Dalam bahasa Jawa, kata ebeg memiliki beberapa arti. Menurut Poerwadarminta, ebeg dapat bermakna lemeking lapak kang rinengga-rengga (alas atau pelana yang dihias). Sementara dalam Kamus Jawa Kuna–Indonesia karya Zoetmulder, ebeg diartikan sebagai “tutup pelana yang dihias”, atau “tutup kulit dari pelana kuda beban.” Dari sini, muncul dugaan bahwa penamaan Watu Ebeg bisa berkaitan dengan fungsi atau simbol pelindung, mungkin bahkan bersifat ritualistik. 

Laporan Tua dari Abad ke-19 

Keberadaan batu bertulis di Watupatok ternyata sudah tercatat dalam Verhandelingen Van Het Bataviaasch Genootschap Van Kunsten En Wetenschappen, Deel XLVI, tahun 1890. 

Disebutkan bahwa pada tahun 1889, gambar dua batu dengan ukiran huruf besar dari “Watoe Patok, District Tegal Amba, afdeeling Patjitan” telah dikirim ke museum di Batavia. 

Tulisan pada batu itu disebut sebagai tulisan tentang pertanggalan, meski hingga kini belum diketahui dengan pasti masa dan raja pembuatnya. Kini, hanya tersisa satu huruf yang terbaca, diduga merupakan angka satu, sementara sisanya telah aus dimakan waktu. 

Ciri Aksara Kwadrat 

Tulisan pada batu Watupatok memiliki ciri khas yang menunjukkan gaya aksara kwadrat, suatu bentuk aksara dengan huruf besar, menonjol, dan tampak persegi empat. Berbeda dengan prasasti biasa yang dipahat ke dalam, aksara kwadrat justru dipahat menonjol keluar layaknya relief pada panel batu. 

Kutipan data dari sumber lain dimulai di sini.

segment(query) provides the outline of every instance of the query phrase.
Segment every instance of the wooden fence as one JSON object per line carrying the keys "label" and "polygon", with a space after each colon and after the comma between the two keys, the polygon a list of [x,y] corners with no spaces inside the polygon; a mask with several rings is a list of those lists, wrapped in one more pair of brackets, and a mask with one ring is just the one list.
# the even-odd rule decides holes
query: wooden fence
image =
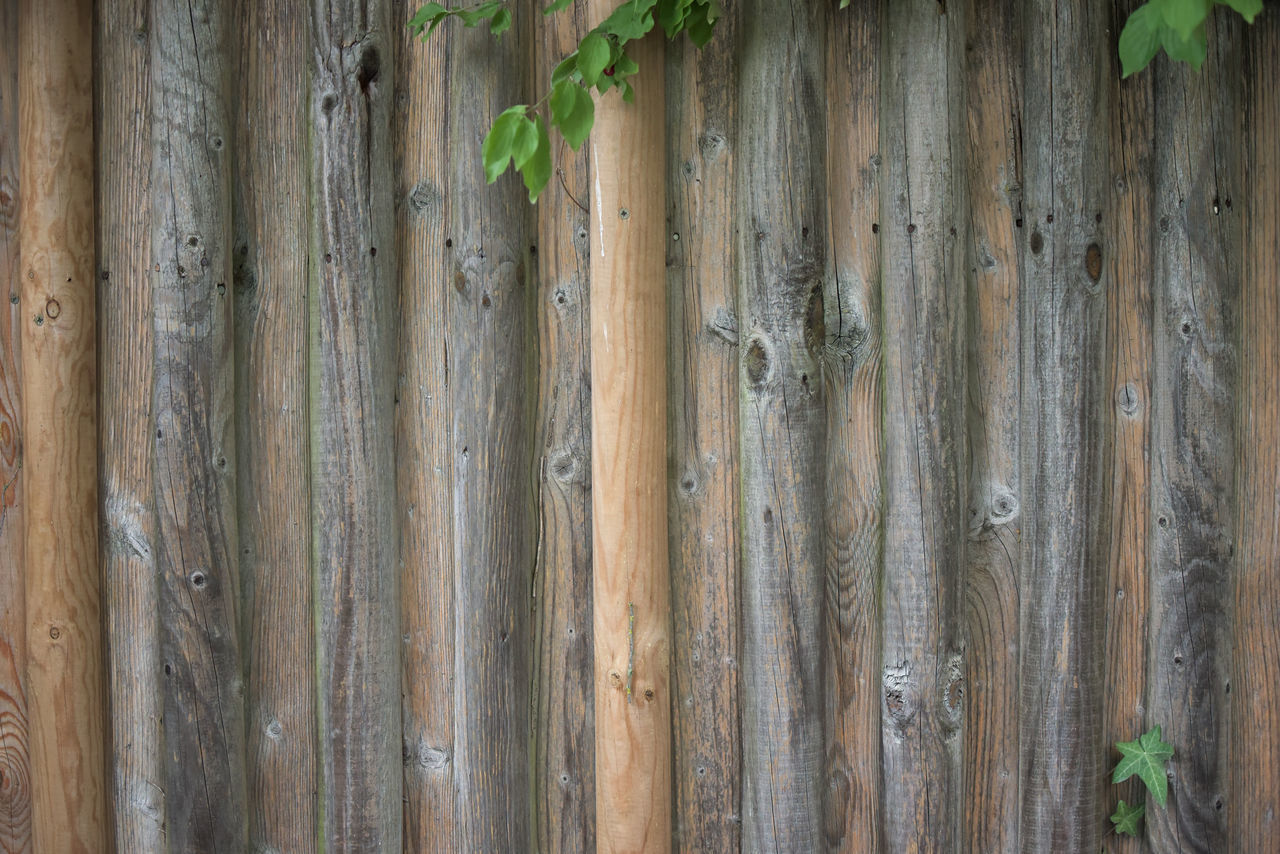
{"label": "wooden fence", "polygon": [[0,0],[0,851],[1278,850],[1280,7],[542,5]]}

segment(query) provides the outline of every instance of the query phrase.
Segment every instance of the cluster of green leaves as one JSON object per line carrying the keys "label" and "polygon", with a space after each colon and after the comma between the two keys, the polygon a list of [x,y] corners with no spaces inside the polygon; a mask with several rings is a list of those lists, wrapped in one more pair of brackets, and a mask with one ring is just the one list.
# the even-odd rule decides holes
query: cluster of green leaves
{"label": "cluster of green leaves", "polygon": [[[1162,739],[1160,727],[1155,726],[1138,737],[1137,741],[1116,743],[1120,751],[1120,763],[1111,775],[1112,783],[1122,783],[1135,774],[1147,787],[1147,791],[1161,807],[1169,801],[1168,764],[1173,758],[1173,745]],[[1111,823],[1116,833],[1138,835],[1138,823],[1146,815],[1145,804],[1126,804],[1120,801]]]}
{"label": "cluster of green leaves", "polygon": [[[572,2],[552,0],[543,14],[552,15]],[[635,97],[630,78],[640,67],[627,55],[628,42],[643,38],[660,26],[667,38],[683,33],[701,48],[711,40],[720,13],[719,0],[625,0],[583,37],[577,50],[556,65],[551,73],[550,92],[537,103],[517,104],[503,111],[494,121],[480,148],[485,178],[492,184],[508,166],[514,166],[524,178],[529,201],[536,202],[551,180],[551,140],[540,108],[547,106],[550,127],[577,150],[595,124],[592,89],[601,95],[618,89],[624,101]],[[488,22],[495,35],[511,26],[511,13],[500,0],[458,9],[428,3],[413,16],[409,26],[425,41],[449,17],[458,18],[467,27]]]}
{"label": "cluster of green leaves", "polygon": [[1262,11],[1262,0],[1147,0],[1120,33],[1124,76],[1146,68],[1162,47],[1170,59],[1199,71],[1207,50],[1204,22],[1215,6],[1230,6],[1252,24]]}

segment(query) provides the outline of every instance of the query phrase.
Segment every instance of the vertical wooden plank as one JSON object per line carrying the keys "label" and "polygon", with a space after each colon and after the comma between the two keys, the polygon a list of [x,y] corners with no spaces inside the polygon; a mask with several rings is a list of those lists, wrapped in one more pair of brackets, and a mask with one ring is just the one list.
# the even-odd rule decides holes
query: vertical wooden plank
{"label": "vertical wooden plank", "polygon": [[401,846],[389,4],[311,9],[311,522],[326,851]]}
{"label": "vertical wooden plank", "polygon": [[238,623],[227,25],[222,4],[151,9],[155,502],[168,844],[245,844]]}
{"label": "vertical wooden plank", "polygon": [[1146,726],[1162,724],[1175,745],[1168,808],[1147,807],[1156,851],[1233,847],[1222,795],[1235,551],[1238,20],[1215,16],[1199,73],[1168,62],[1155,68],[1159,284]]}
{"label": "vertical wooden plank", "polygon": [[97,525],[93,8],[19,6],[23,546],[32,843],[106,844]]}
{"label": "vertical wooden plank", "polygon": [[532,209],[520,179],[486,187],[480,144],[533,100],[531,5],[512,32],[449,33],[446,269],[453,465],[454,790],[459,851],[532,845],[529,793],[535,566]]}
{"label": "vertical wooden plank", "polygon": [[[1280,15],[1248,28],[1241,95],[1244,138],[1240,382],[1233,565],[1226,849],[1264,851],[1280,833]],[[1225,203],[1225,202],[1224,202]]]}
{"label": "vertical wooden plank", "polygon": [[753,852],[822,840],[823,5],[740,7],[742,845]]}
{"label": "vertical wooden plank", "polygon": [[827,32],[826,791],[831,851],[881,850],[880,27],[852,4]]}
{"label": "vertical wooden plank", "polygon": [[[417,0],[393,5],[398,26]],[[400,522],[404,850],[449,848],[454,812],[454,508],[449,453],[446,248],[452,31],[426,44],[403,27],[395,41],[392,123],[399,246],[400,355],[395,423]],[[465,804],[461,805],[465,809]]]}
{"label": "vertical wooden plank", "polygon": [[960,834],[964,663],[964,9],[893,3],[882,31],[884,829],[890,848]]}
{"label": "vertical wooden plank", "polygon": [[[1132,0],[1111,4],[1112,31],[1124,26],[1140,5]],[[1107,346],[1109,372],[1106,412],[1110,442],[1105,482],[1110,485],[1107,583],[1099,604],[1106,614],[1103,684],[1106,686],[1100,741],[1108,762],[1096,781],[1102,792],[1099,815],[1109,816],[1118,800],[1144,803],[1142,783],[1134,778],[1114,786],[1110,771],[1119,761],[1114,745],[1132,741],[1147,728],[1147,620],[1150,607],[1152,419],[1159,393],[1153,388],[1152,169],[1155,104],[1153,71],[1119,81],[1114,60],[1110,74],[1113,107],[1109,111],[1112,153],[1104,225],[1110,234],[1095,263],[1105,265],[1107,281]],[[1163,62],[1163,60],[1158,61]],[[1096,215],[1095,215],[1096,218]],[[1087,262],[1087,259],[1086,259]],[[1087,270],[1086,270],[1087,273]],[[1153,396],[1154,393],[1154,396]],[[1164,710],[1155,712],[1164,720]],[[1157,721],[1159,722],[1159,721]],[[1147,803],[1147,823],[1156,807]],[[1104,824],[1110,827],[1110,823]],[[1108,850],[1142,850],[1141,838],[1108,838]]]}
{"label": "vertical wooden plank", "polygon": [[165,738],[151,444],[149,0],[98,16],[98,455],[112,824],[118,851],[165,845]]}
{"label": "vertical wooden plank", "polygon": [[[316,840],[307,427],[307,22],[236,5],[236,434],[253,851]],[[218,291],[223,297],[225,288]]]}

Menurut penelitian Titi Surti Nastiti (2017), aksara kwadrat digunakan luas di Jawa Tengah, Jawa Timur, dan Bali. Prasasti yang menggunakan gaya ini ditemukan di berbagai tempat seperti Candi Sukuh, Candi Cetho, Patirtan Jalatunda, hingga Prasasti Pohsarang. Rentang penggunaannya membentang dari masa Prabhu Makutawangsawardhana (sekitar abad ke-10) hingga masa Majapahit akhir (abad ke-15). 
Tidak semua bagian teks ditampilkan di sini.